Но лицо его оставалось враждебно. Оно выражало лишь ненависть. Да слушал ли

он, о чем я толкую? Загодя решил, что я предатель, что все мои резоны лживы.

Наконец я умолк и обернулся к полковнику. Мне не удалось скрыть, что я уже

признал собственное поражение. Он, видно, подал караульным знак: один из них

вошел, встал за спиной критянина и вытащил кляп. И тот сразу взревел, да так,

что набрякли жилы на шее, взревел то самое слово, единственное: элефтерия. В его

крике не было высокомерия. Лишь изуверская радость, как если б он плеснул на нас

горящим бензином. Караульный грубо впихнул кляп обратно и закрепил.

Вожак, конечно, не вкладывал в это слово каких-то высоких идей и понятий.

Просто использовал его как последнее оружие, какое у него оставалось.
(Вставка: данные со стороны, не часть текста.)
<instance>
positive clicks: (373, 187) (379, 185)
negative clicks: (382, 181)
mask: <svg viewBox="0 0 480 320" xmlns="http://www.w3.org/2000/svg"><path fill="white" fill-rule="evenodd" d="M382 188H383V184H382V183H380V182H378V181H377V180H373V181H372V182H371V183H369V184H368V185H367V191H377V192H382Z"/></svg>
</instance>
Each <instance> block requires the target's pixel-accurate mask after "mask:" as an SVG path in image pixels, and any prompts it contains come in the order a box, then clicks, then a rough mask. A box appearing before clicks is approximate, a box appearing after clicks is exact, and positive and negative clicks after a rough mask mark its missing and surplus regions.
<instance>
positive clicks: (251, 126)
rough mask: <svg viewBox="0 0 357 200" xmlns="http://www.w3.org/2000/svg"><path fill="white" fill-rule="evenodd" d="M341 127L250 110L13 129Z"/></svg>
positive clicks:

"Тащите обратно и ожидайте указаний", - произнес полковник. Раненого

отволокли в ту, кошмарную комнату. Полковник подошел к окну, отворил ставни во

тьму, помедлил, обернулся ко мне. "Теперь вы понимаете, почему я вынужден

прибегать к подобному языку".

"Ничего я больше не понимаю", - сказал я. "Не мешало бы вам присутствовать

при разговоре моих ребят с этим животным", - заявил Виммель. "Не надо, прошу

вас", - сказал я. Он спросил, не думаю ли я, что такие сцены доставляют ему

удовольствие. Я промолчал. Тогда он сказал:

"Я бы с радостью просиживал штаны в штабе. Знай расписывайся да любуйся

памятниками архитектуры. Вы мне не верите. Считаете меня садистом. Ничего

похожего. Я -

[473]

реалист".

Я не отвечал. Он воздвигся передо мной: "Вас поместят под стражу в

отдельной комнате. Я прикажу дать вам еды и питья. Признаюсь как просвещенный

человек просвещенному, я сожалею о том, что случилось днем, и о том, что

происходит за стеной. Конечно, вы не разделите участь заложников".

Я поднял глаза - наверное, с тупой благодарностью.

"Будьте добры запомнить, - сказал он, - что, как честный офицер, я служу

одной-единственной цели, великому историческому предназначению Германии -

установить порядок в хаосе Европы. Вот когда это случится, можно будет и песни

распевать".

Каким-то наитием я ощутил: он лжет. Величайшее заблуждение нашей эпохи -

мысль, что фашизм пришел к власти, ибо создал порядок из хаоса. Верно как раз

противоположное - ему повезло потому, что порядок он превратил в хаос. Попрал

заповеди, отверг сверхличное... продолжите сами. Он провозгласил: дозволено

истреблять малых сих, дозволено убивать, дозволено мучить, дозволено

совокупляться и вступать в брак без любви. Поставил человечество перед самым

опасным искушением. Правды не существует, все позволено!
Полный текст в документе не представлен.